The lack of a complete list of victims fueled an atmosphere of dread for some.
Cory Grimes said that when she discovered that her roommate, Jennifer Mendiola, had gone to the concert and was missing, she felt as though the wind had been knocked out of her. Grimes said her hands were shaking so badly that she was unable to send messages. She checked a Facebook memorial page that listed Mendiola as a victim. But there was no proof.
“There’s a lot of misinformation right now, and that makes it hurt more,” Grimes said.
The building was leased by a group calling itself the Satya Yuga Collective, managed by Derick Almena. Almena, 46, who lived on the second floor of the warehouse with his wife, considered himself a “realms creator” and built found-object sculptures and stage sets for musical gatherings.
On their social media sites, the couple posted pictures of mannequins hung upside down, colorful tapestries on the floor and wall, Hindu art, furniture from Almena’s travels to Bali and large, exposed wooden beams throughout the building.
On the first floor of the warehouse, a half-dozen RVs had been parked to provide living spaces for other residents. It had become a destination for traveling artists looking for a place to crash in the Bay Area, where affordable digs are notoriously difficult to find.
“It’s a big ripple that’s affected the entire community. It’s a huge tragedy; it’s a huge loss for people in Oakland. And there’s a lot behind it,” said Graham Patzner, who lives with his parents in Oakland and believes his friend, Nicholas Walrath, had attended the show. “Artists are constantly struggling to survive in this city because we’re all getting kicked out.”
The closely knit nature of the community only compounded the tragedy for some.
Isador Vorpahl posted Facebook messages to 10 friends who were missing. “I hope it’s not true, I hope you all are safe and alive,” Vorpahl wrote. “I want you all to know the ways you’ve touched my life.”
Jesse James Alexander, 24, said he believes that three of his friends died in the fire. He said he learned about the blaze on Saturday morning when he received a text from someone making sure he was alive.
“These are all our friends. These are all our family. And they’re all gone,” Alexander wrote.
Richardine Bartee said she has been numb since learning that her friend Alex Ghassan was among the missing. Ghassan had recently moved to Oakland and was the father of two young daughters. On Twitter and Instagram accounts in his name, Ghassan appeared to have posted a video of the event, which he captioned: “Oakland reminds me of #JerseyCity so much at times.”
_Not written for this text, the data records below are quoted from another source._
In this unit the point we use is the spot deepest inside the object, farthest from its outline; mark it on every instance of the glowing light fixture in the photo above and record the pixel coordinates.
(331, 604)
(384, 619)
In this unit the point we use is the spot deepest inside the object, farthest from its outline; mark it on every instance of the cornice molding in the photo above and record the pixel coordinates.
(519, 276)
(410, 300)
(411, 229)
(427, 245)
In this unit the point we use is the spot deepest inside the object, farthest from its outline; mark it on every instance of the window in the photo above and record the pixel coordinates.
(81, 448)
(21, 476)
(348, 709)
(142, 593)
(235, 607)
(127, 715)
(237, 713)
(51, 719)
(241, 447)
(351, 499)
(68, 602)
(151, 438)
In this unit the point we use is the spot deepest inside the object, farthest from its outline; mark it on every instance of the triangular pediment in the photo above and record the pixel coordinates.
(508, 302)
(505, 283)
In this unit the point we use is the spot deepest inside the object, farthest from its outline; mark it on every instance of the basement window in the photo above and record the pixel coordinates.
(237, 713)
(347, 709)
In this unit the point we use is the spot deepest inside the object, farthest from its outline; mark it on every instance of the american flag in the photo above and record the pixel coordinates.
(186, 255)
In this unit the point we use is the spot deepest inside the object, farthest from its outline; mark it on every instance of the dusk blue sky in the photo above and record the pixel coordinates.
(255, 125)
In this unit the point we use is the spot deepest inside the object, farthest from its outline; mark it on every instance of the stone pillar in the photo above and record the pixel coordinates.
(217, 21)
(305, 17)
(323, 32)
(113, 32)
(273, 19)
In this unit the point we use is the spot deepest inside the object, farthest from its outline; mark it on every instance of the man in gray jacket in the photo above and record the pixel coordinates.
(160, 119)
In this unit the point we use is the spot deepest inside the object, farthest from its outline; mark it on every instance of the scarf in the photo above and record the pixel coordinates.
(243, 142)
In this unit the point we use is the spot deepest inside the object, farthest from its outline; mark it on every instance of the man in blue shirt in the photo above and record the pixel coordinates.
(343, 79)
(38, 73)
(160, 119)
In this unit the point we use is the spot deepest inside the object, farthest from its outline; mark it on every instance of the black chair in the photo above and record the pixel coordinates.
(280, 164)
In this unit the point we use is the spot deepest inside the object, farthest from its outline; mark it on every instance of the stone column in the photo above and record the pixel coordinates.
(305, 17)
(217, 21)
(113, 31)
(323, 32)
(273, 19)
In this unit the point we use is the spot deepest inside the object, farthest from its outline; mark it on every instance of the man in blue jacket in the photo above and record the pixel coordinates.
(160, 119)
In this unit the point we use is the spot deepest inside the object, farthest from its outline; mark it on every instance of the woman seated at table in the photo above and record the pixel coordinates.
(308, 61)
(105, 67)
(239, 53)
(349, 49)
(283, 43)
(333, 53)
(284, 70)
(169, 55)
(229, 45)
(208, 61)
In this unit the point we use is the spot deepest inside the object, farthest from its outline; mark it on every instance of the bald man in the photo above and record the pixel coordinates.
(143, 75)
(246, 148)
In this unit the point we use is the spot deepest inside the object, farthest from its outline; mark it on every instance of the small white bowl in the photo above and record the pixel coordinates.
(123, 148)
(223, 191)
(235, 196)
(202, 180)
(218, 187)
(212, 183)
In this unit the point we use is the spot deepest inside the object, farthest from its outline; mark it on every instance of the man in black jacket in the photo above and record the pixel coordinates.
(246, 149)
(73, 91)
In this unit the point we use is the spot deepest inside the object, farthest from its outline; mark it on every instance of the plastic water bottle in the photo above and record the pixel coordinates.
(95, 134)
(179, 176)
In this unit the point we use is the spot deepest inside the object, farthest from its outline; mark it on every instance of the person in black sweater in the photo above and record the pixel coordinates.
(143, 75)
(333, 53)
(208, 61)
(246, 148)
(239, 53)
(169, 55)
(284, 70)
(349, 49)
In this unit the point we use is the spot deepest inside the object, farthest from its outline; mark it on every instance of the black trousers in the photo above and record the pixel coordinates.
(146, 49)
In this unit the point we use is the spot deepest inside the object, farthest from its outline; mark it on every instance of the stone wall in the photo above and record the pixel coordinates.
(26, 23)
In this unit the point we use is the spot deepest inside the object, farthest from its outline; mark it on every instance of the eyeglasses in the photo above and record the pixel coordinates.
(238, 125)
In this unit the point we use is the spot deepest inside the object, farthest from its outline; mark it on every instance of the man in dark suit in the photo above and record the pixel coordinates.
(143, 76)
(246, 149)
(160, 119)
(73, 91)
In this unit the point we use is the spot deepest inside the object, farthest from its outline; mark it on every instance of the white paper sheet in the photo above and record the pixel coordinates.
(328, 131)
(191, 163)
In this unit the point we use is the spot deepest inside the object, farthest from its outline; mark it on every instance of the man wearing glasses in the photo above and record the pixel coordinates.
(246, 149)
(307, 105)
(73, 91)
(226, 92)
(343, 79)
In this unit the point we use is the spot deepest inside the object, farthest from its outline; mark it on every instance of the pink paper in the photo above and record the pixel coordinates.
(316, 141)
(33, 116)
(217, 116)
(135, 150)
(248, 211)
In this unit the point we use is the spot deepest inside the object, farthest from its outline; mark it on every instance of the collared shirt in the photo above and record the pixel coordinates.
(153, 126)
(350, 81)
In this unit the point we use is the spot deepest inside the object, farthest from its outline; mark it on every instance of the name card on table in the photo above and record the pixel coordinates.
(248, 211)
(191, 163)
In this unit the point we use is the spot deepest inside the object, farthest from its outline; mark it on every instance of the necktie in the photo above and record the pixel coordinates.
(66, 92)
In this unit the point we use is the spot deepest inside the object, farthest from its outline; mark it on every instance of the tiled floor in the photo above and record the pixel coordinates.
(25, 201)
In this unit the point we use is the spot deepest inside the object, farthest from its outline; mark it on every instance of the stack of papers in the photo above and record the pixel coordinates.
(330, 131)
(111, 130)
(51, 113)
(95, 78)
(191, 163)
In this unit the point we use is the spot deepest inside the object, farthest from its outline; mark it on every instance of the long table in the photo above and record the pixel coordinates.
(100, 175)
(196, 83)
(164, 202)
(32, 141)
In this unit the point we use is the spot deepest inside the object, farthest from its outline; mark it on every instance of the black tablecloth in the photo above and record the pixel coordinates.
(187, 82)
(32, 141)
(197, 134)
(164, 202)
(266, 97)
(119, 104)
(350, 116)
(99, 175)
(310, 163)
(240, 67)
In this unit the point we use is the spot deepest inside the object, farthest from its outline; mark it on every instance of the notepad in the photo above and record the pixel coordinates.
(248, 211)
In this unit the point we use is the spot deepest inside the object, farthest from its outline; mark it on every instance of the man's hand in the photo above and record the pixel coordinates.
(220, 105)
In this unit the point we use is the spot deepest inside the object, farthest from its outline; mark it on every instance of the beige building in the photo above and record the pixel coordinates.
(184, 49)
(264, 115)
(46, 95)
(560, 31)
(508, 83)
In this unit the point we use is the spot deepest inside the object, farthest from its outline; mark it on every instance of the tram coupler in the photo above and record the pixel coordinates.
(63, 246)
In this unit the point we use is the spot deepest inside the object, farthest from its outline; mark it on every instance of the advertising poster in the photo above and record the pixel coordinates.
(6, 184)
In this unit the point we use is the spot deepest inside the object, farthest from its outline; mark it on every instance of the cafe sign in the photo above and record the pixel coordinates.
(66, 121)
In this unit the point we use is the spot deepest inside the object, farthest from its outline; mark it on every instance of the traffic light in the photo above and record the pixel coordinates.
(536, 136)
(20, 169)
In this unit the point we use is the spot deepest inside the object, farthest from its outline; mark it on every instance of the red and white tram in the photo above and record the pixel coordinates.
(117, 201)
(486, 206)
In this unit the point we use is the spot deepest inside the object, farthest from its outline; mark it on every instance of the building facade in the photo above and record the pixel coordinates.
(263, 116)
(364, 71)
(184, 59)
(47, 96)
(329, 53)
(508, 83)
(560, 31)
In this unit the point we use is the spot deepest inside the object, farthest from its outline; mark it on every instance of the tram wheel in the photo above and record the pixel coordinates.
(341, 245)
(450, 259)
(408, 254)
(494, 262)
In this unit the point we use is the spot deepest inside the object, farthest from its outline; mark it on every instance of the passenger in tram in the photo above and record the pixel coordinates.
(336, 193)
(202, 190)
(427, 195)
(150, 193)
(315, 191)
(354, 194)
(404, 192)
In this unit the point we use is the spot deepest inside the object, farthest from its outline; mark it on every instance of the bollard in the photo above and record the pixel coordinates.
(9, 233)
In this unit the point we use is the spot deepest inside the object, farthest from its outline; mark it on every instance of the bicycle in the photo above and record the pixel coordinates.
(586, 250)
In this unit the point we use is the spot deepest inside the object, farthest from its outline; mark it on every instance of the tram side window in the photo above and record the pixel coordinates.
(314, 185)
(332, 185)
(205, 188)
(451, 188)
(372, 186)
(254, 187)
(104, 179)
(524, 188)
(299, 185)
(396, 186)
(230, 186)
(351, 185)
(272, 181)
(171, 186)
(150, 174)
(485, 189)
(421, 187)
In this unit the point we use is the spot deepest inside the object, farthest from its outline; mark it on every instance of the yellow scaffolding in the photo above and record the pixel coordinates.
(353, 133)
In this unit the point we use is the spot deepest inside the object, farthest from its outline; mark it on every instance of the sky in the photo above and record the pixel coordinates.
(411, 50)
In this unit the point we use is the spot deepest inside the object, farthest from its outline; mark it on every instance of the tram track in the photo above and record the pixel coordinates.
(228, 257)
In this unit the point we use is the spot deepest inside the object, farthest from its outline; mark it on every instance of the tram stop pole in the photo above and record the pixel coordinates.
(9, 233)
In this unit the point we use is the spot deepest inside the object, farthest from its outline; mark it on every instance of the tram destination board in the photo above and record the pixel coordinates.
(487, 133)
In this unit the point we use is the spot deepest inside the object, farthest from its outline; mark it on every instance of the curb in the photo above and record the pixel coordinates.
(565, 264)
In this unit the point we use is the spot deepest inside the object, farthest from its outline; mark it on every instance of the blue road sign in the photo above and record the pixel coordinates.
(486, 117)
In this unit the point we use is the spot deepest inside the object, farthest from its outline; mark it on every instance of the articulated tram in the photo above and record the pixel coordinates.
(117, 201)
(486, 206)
Facebook also drew worried notes from parents abroad. A panicked parent searched Facebook for answers in Finnish: “Any news of Hanna Ruax,” posted Yrjo Timonen, whose Facebook page lists Helsinki as home. “She is my daughter.”
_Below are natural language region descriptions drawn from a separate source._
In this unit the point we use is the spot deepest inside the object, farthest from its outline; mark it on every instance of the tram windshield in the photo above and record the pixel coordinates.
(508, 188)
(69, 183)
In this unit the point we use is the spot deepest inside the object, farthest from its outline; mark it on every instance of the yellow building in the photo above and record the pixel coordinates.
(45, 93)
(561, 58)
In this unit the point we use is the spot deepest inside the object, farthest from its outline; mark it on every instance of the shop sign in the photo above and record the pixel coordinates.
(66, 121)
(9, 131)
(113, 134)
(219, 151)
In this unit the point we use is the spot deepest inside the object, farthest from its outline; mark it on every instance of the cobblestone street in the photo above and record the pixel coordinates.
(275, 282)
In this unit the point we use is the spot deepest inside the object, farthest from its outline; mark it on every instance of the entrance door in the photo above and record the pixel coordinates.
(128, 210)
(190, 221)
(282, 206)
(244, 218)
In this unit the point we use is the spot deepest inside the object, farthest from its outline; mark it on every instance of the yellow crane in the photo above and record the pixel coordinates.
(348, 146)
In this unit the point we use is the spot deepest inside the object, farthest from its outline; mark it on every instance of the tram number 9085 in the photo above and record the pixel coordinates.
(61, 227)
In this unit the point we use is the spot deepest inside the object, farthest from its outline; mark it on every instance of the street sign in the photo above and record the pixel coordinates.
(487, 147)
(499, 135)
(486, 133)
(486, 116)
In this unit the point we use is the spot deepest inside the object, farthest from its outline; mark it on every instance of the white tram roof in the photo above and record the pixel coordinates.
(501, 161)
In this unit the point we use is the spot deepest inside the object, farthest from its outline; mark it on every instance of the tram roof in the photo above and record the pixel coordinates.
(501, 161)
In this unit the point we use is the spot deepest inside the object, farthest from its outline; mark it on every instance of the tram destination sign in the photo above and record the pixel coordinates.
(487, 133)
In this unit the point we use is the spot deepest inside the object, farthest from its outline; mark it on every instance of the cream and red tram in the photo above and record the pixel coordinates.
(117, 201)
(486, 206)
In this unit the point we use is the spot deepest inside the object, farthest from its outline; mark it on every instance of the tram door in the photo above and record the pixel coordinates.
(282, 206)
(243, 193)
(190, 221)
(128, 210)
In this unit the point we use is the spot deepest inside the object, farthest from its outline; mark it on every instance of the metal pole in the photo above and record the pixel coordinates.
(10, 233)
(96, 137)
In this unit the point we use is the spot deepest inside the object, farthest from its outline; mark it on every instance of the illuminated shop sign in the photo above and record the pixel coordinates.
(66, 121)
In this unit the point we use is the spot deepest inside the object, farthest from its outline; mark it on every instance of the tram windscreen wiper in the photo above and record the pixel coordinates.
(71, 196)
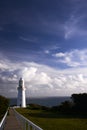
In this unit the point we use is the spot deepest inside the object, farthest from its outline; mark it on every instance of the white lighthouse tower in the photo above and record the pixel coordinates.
(21, 100)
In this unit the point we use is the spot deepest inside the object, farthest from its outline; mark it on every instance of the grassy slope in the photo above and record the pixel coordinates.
(53, 121)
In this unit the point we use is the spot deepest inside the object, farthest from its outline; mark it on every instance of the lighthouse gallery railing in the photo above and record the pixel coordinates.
(25, 123)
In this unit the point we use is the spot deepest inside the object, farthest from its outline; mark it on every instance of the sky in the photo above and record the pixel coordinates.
(45, 42)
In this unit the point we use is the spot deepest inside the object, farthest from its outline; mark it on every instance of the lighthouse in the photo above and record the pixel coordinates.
(21, 99)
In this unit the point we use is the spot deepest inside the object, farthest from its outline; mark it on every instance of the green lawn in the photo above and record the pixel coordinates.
(54, 121)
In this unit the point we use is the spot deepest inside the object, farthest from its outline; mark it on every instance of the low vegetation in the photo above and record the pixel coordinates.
(4, 103)
(68, 116)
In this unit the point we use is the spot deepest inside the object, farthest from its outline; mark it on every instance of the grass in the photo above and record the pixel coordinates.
(54, 121)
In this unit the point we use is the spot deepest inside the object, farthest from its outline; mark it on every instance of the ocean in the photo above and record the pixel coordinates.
(45, 101)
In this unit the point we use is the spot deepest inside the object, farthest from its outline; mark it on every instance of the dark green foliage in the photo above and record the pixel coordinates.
(80, 102)
(4, 103)
(37, 107)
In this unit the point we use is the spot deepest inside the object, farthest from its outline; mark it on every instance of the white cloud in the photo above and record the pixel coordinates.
(41, 80)
(72, 27)
(74, 58)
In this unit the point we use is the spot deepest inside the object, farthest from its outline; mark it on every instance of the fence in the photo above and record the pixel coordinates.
(25, 123)
(2, 123)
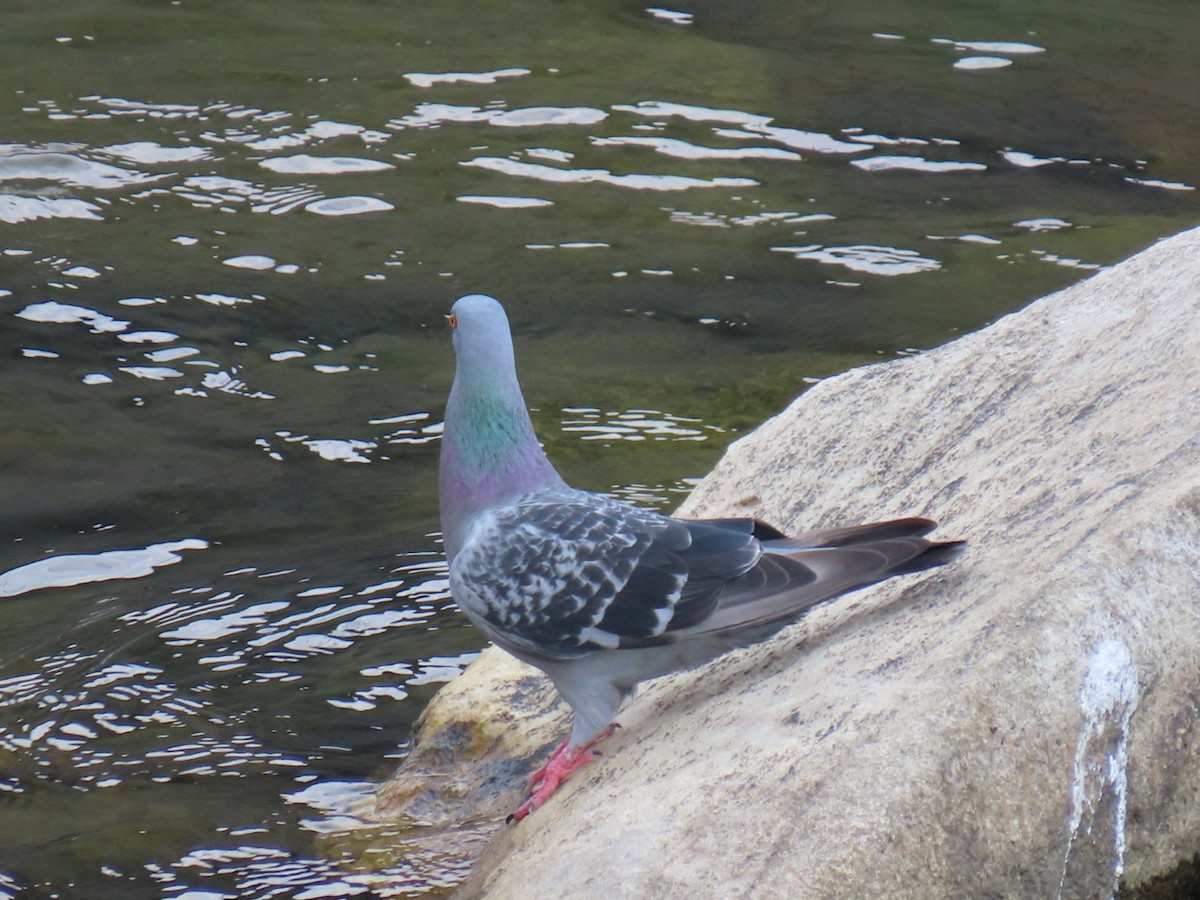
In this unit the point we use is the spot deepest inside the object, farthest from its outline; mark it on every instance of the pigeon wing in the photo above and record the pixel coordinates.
(559, 575)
On Sunday night, Timonen posted, “Ei sanoja. Vain suuri suru.” (“No words. Just a great sorrow.”)
For Grace Lovio, who said she was worried sick about her boyfriend, Jason McCarty, the silence was too great. She had been studying in France and ditched her final exam to fly from Paris to San Francisco.
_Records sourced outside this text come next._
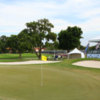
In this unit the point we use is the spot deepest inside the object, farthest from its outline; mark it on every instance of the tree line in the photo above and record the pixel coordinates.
(39, 34)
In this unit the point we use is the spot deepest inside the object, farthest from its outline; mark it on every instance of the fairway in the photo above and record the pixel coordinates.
(61, 81)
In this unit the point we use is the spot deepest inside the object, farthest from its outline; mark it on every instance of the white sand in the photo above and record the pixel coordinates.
(92, 64)
(27, 62)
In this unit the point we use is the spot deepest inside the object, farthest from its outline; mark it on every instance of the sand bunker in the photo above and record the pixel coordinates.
(27, 62)
(92, 64)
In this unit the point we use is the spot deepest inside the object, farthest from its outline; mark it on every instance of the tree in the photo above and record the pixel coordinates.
(3, 44)
(70, 38)
(40, 32)
(19, 43)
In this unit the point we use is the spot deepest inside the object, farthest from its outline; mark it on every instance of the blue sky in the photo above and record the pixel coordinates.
(62, 13)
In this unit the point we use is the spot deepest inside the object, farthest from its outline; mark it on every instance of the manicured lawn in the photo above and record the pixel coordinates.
(15, 57)
(61, 81)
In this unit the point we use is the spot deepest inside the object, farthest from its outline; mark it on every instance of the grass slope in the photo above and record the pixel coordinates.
(62, 81)
(15, 57)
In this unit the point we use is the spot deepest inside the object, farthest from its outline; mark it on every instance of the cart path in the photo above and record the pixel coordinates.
(27, 62)
(91, 64)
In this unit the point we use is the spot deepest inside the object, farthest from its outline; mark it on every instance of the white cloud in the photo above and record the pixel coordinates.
(86, 13)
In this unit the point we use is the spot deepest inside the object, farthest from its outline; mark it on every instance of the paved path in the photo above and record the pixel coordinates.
(92, 64)
(27, 62)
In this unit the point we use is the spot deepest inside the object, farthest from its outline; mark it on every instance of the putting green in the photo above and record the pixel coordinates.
(23, 82)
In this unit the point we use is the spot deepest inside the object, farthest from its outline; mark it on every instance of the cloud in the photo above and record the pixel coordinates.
(83, 13)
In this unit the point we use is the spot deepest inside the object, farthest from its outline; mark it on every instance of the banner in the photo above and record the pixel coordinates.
(98, 45)
(86, 47)
(44, 58)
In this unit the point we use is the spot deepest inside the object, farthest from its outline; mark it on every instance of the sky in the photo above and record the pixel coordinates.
(62, 13)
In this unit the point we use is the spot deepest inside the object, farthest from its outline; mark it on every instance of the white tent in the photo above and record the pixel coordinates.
(76, 54)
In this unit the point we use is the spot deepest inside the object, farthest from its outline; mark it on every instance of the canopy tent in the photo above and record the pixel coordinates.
(76, 54)
(96, 52)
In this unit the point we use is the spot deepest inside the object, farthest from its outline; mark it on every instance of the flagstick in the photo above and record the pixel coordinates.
(41, 76)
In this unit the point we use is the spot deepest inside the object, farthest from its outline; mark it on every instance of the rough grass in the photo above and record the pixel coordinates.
(62, 81)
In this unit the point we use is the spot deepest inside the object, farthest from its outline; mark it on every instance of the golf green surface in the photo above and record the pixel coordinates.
(61, 81)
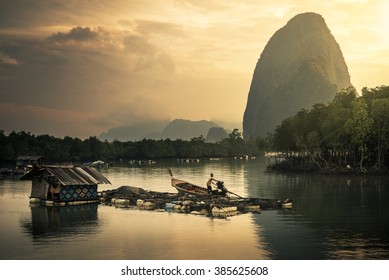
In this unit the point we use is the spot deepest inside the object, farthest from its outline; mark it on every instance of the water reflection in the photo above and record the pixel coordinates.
(51, 222)
(332, 217)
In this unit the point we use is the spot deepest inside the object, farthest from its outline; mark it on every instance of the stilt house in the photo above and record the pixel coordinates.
(65, 183)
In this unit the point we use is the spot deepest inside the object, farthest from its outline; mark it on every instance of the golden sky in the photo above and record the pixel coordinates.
(79, 67)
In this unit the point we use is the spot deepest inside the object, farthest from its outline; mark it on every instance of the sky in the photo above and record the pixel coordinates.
(79, 67)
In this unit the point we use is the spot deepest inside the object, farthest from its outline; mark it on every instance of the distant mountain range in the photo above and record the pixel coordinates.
(301, 65)
(176, 129)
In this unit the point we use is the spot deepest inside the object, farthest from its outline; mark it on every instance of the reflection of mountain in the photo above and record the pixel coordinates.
(332, 217)
(176, 129)
(52, 222)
They had last spoken on Friday, she said, and on Saturday she woke up to find that he had sent her a Facebook message: “Love you a zilliopzazillion,” he wrote.
During a tearful plane ride, she carried with her a diary filled with poetry McCarty had written for her.
On Sunday, she was en route to her father’s home in Concord to meet McCarty’s parents, who are from Texas, for the first time.
“Until we know for sure that he’s gone, I’m still holding on to some hope,” Lovio said. “I’m pretty scared though.”
Other notes were more plaintive.
“I’m a friend of Jason McCarty and am worried sick,” Robin Voss wrote on the Facebook page for the event. “Any news?”
And one was less equivocal.
“Prayers for the family will be greatly appreciated,” Ginger Kellogg Jimenez wrote after being notified that the body of her sister, Donna Kellogg, had been found.
A “beautiful, giggly, wise person who will be very missed,” wrote one of Kellogg’s friends.